Projekttagebuch: Anderswo

Anscheinend ist nicht nur unser Projekt vollkommen seltsam und verkorkst. Nun, wir empfinden zumindest so etwas ähnliches wie kranke Achtung vor den psychischen Schäden des einen oder unverständlichen Neid auf die körperlichen Missbildungen des anderen. In anderen Teams geht es sogar noch schlimmer zu. Aber lass mich von vorne beginnen, liebes Tagebuch:

Heute bin ich eher zufällig in das Schwesternprojekt unserer restlichen Jahrgangskameradinnen und -kameraden geplatzt. Die Bilder, die sich da in mein Gehirn gebrannt haben, habe ich noch immer vor Augen:
Jedes der fünf Projektmitglieder saß hasserfüllt zusammengekauert so weit wie möglich weg von den andern.

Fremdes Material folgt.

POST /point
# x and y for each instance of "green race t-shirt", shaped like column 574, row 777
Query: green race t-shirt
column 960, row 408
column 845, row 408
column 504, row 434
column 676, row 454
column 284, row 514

An der Wand und am Boden waren kleine rostbraune Flecken, die mich verdächtig an getrocknetes Blut erinnerten. Aus den Augen dieser Tiere, die der Beschreibung Projektmitglieder spotteten, loderte die blanke Mordlust. Kartusch, einst als Fürst der Finsternis mein Projektleiter, hat seine sadistischen Neigungen noch weiter ausgebaut. Wie ich ihn so sah, säuberte er eben in seiner Ecke eine uralte doppelläufige Muskete. Meine andere ehemalige Kameradin, Mayrhofer, jetzt angeblich Projektleiterin, hatte eine beeindruckende Anzahl an Messern und Skalpellen vor sich ausgebreitet; so manche Klinge war mit Blut besudelt. Programmierer Gottesheim feilte mit einer Holzraspel an seinen Zähnen und blickte zähnefletschend in Richtung seiner „Kollegin“ Hatzenbichler, die verrückt kichernd auf ihrem Stuhl vor und zurück wippte, während sie eine stark blutende Bisswunde am Arm mit einer Socke zu verbinden suchte. Und die fünfte im „Team“, Gruber, hockte wie eine Wildkatze in ihrer Ecke und fauchte mich bösartig an, während sie mit ihren langen Krallen Gottesheim auf Distanz hielt, dessen Zähne anscheinend schon wieder spitz genug waren.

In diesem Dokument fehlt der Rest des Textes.